La soggettività poi è smaccata e seducente: evoca spesso il quotidiano, l'aneddoto, il ricordo e lo confronta con lo storico con l'importante. Mao è il gatto nero di Lella (lavagna) è il titolo di un quadro dipinto quando infuriava la "rivoluzione culturale"; Se piove la prima uscirà dal portone dell'asilo è un altro titolo. Lo scintillio non è un canto di sirena, ma colore liquido a cui lasciarsi andare; Ad una carta così sono necessari gli azzurri, una scacchiera e l'estate. Titoli così sembrano appunti su un taccuino o parole rivolte dalla pittrice ai quadri che sta facendo, trattati come persone che stentano a capire cosa si chiede loro.

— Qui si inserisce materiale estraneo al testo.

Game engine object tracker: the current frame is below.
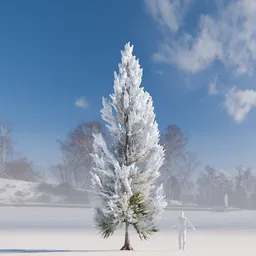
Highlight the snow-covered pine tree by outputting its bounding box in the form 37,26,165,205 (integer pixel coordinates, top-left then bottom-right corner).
91,42,166,250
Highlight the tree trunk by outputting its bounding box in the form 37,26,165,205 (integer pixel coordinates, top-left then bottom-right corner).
120,222,133,250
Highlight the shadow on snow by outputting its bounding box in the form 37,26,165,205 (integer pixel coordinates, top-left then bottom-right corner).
0,249,176,253
0,249,127,254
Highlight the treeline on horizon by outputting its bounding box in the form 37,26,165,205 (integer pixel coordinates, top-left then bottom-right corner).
0,121,256,209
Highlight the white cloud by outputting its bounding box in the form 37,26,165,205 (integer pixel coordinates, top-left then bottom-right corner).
75,97,88,109
155,70,164,76
208,74,219,95
144,0,191,33
208,83,218,95
149,0,256,75
154,16,222,73
145,0,256,122
224,87,256,122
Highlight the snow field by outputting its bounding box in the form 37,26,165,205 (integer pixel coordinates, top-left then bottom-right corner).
0,207,255,255
0,229,255,256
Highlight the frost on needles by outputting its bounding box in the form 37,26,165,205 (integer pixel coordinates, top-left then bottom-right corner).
90,42,167,250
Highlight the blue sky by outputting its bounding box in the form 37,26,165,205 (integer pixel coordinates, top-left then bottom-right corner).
1,0,256,174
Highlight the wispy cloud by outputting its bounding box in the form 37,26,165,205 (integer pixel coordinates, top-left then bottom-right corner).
145,0,256,122
153,16,222,73
155,70,164,76
75,97,88,109
208,83,218,95
149,0,256,75
224,88,256,122
144,0,192,33
208,75,219,95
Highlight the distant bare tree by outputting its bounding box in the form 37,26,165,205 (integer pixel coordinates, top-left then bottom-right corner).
160,125,197,203
176,152,199,202
0,123,42,182
52,121,108,188
0,123,13,177
5,155,41,182
49,163,71,185
235,165,256,208
40,167,49,183
197,166,233,207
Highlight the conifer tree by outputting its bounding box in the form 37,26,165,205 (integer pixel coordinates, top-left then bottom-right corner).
91,42,166,250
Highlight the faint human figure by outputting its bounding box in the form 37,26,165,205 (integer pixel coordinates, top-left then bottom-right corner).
171,211,195,251
224,193,228,209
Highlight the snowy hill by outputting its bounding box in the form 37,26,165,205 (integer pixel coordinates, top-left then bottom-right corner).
0,178,236,211
0,178,91,205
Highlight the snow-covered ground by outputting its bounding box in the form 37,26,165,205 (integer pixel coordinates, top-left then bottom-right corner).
0,179,56,204
0,207,255,255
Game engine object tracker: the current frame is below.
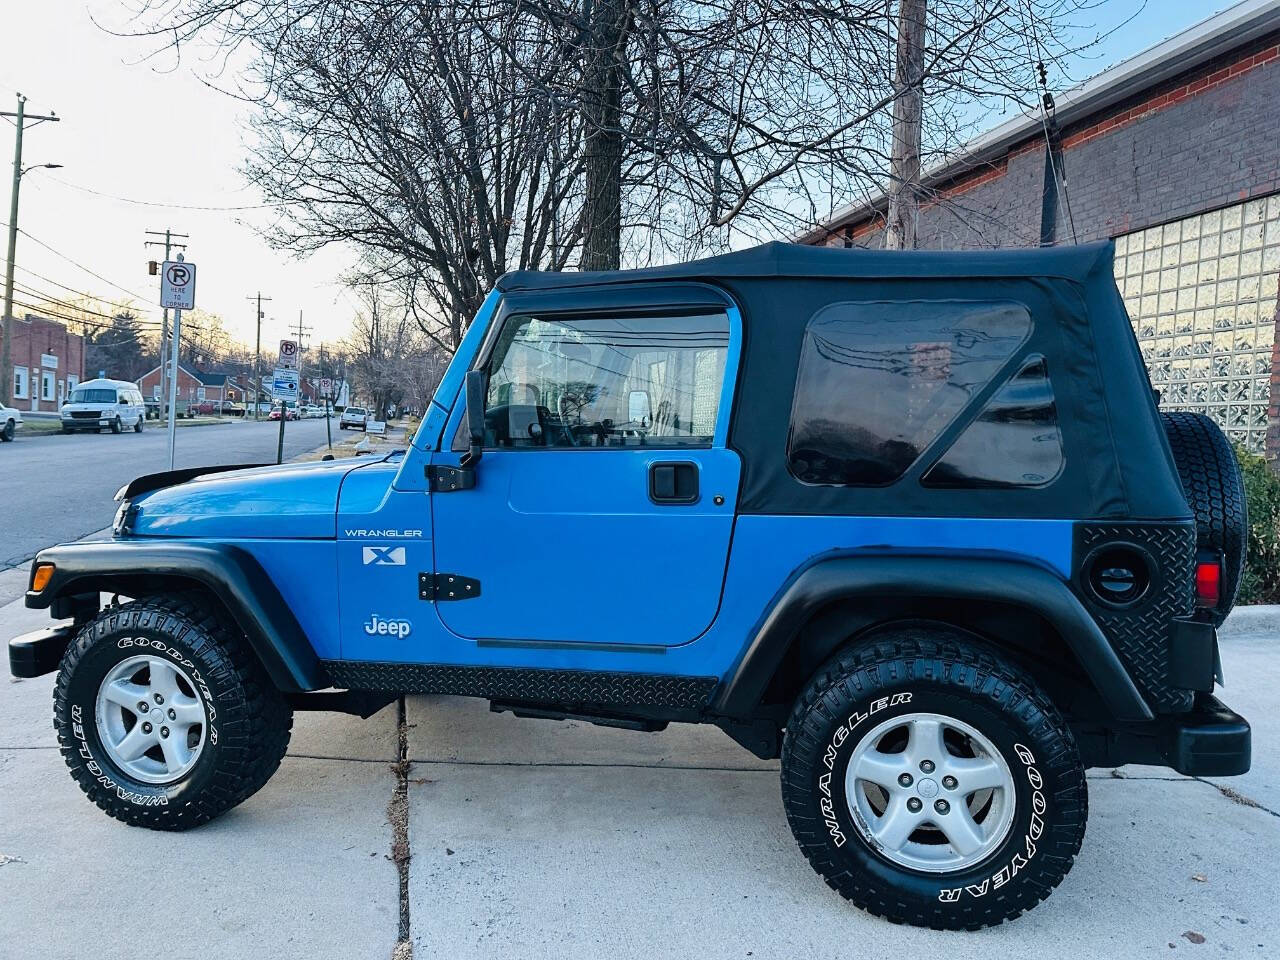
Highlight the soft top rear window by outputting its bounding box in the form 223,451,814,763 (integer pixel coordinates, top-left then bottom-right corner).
786,300,1032,487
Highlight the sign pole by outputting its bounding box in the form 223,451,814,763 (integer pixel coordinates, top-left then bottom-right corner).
276,399,287,464
166,306,182,470
325,396,332,449
158,252,196,470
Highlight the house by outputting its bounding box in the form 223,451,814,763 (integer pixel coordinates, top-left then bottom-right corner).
3,313,87,413
137,365,232,408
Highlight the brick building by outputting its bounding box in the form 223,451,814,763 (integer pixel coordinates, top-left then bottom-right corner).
797,0,1280,457
137,364,210,405
3,313,86,414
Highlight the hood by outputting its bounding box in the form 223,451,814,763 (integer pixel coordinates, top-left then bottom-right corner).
126,457,380,539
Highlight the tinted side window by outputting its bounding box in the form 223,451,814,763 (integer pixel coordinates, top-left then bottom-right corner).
480,312,729,449
921,356,1064,488
787,301,1032,486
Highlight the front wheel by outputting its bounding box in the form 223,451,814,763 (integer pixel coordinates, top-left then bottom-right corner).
780,629,1086,929
110,416,122,434
54,597,293,830
1,418,13,441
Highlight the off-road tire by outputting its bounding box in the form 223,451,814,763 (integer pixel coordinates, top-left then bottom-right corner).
53,595,293,830
1161,411,1246,625
781,629,1087,930
1,418,13,441
110,416,122,434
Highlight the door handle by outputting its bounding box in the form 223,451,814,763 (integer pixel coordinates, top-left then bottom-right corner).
649,461,699,504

Dovendo trovare una parola che esprime bene il valore e l'eccezionalità della pittura di Simona Weller opterei per la gioia, così raramente presente nella contemporaneità e che si addice a questa ricerca di orizzonti luminosi, di spazi del vento, di cicliche vicende solari, di ondulate sonorità. A patto però che non si confonda la gioia con la spensieratezza e la supina accettazione del presente. Molto bene ha colto la profondità di questa gioia che non ignora, dove rinuncia al colore, la cruda ciclicità e la morte un grande poeta come Elio Pecora: Parole che parlano foglie, / nubi, paludi. / Dentro stretti alfabeti / il mare, la morte. / l'A della attesa, / l'U dello stupore... E parli, ma dentro una rete / di azzurri-verdi-viola, / di gialli assolati, di rossi: / in essi il grido, il sussurro / l'annuncio tardo, segreto, / lo scarno saluto, l'inizio / di un mai concluso discorso.

Ho visitato periodicamente, ad intervalli di decenni gli studi in cui la Weller dipinge e adesso che entrambi abbiamo scelto Calcata come stabile soggiorno, assai più spesso accedo alla sua officina per godere anch'io, amante della natura, della linea curva, delle foglie, del vento e del movimento delle acque e del fuoco, ma anche delle virgole, dei punti e dei punti e virgole disoccupati, di questa sua capacità di raccontarsi e di raccontare emozioni, sentimenti che al cospetto dei suoi quadri tornano a galla da dentro le proprie radici. Perché uno dei pregi dell'arte è proprio quello di nascere da una esasperata soggettività e privatezza per poi generare una magnifica intesa aperta a chi bussa alla porta dell'artista, con la volontà di ascoltare in silenzio.